D. – Quali sono le destinazioni?
R. – Lavoriamo su Africa e
America Latina e poi sul bacino del Mediterraneo con alcune nuove proposte
anche nei Balcani, molto interessanti. Sono a basso costo per proporre la
conoscenza di Paesi che non sono tradizionalmente turistici.
D. – Qual è il prototipo del
viaggiatore solidale?
R. – L’età media che va dai 25
ai 55-60 anni, che è l’età lavorativa. Bisogna dire che nel nostro caso sono
proposte purtroppo economicamente non molto basse, ci sono dei voli aerei,
soprattutto in alta stagione, che incidono a volte anche per 1.000-1.200 euro.

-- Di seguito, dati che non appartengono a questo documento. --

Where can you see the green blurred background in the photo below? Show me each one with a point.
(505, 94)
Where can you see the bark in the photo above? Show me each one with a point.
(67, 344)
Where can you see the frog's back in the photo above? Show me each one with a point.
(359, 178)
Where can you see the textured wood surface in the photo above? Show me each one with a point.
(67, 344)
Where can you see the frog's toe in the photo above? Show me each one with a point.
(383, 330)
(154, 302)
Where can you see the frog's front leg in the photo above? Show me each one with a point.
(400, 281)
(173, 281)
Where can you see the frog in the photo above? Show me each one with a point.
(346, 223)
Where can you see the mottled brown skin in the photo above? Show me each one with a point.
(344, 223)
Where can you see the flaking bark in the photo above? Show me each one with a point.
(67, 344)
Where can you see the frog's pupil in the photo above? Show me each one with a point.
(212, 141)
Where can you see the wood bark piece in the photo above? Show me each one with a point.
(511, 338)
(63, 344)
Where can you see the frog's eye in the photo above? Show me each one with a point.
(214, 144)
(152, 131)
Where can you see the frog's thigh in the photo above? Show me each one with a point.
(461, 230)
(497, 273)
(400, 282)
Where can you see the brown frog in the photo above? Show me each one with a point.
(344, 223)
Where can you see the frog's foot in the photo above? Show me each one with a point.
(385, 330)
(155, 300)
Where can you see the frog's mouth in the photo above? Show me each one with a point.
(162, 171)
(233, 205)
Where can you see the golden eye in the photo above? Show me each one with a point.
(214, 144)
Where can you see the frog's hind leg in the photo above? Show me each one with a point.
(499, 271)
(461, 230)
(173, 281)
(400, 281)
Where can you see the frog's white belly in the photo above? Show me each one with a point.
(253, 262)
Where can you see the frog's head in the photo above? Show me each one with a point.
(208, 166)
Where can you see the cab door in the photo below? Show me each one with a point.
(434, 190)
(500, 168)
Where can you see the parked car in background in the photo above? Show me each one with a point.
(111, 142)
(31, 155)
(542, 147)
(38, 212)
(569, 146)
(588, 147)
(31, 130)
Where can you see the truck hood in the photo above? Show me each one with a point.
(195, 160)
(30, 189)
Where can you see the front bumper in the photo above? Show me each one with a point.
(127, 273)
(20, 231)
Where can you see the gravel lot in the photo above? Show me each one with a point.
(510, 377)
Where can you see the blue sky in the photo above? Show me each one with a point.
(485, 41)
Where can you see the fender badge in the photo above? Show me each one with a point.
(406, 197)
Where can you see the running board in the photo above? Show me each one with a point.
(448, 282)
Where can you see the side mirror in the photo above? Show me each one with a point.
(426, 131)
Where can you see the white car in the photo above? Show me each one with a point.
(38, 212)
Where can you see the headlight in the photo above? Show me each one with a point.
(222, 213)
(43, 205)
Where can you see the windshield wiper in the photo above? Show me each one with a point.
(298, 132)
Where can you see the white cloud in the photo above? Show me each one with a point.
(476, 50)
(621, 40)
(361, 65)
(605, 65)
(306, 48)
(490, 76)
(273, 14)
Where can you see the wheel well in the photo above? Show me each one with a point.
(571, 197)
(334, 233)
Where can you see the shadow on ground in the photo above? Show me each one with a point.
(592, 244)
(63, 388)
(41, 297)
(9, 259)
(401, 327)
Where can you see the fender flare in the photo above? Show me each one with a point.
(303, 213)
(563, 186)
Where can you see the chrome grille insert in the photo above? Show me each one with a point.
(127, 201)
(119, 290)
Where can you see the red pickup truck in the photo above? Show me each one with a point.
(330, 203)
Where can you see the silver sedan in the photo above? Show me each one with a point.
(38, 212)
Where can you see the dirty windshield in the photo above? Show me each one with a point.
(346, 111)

Aderiscono persone che lavorano e che hanno già per conto loro un’apertura
mentale rispetto ai temi della solidarietà internazionale. Direi che è un
target in continuo allargamento: sono sempre di più le persone che hanno voglia
di vedere la realtà dei Paesi dietro alla carta patinata delle riviste e
soprattutto dei cataloghi dei tour-operator tradizionali.
D. – Come si possono reperire
informazioni dall’Italia per fare un “viaggio responsabile”?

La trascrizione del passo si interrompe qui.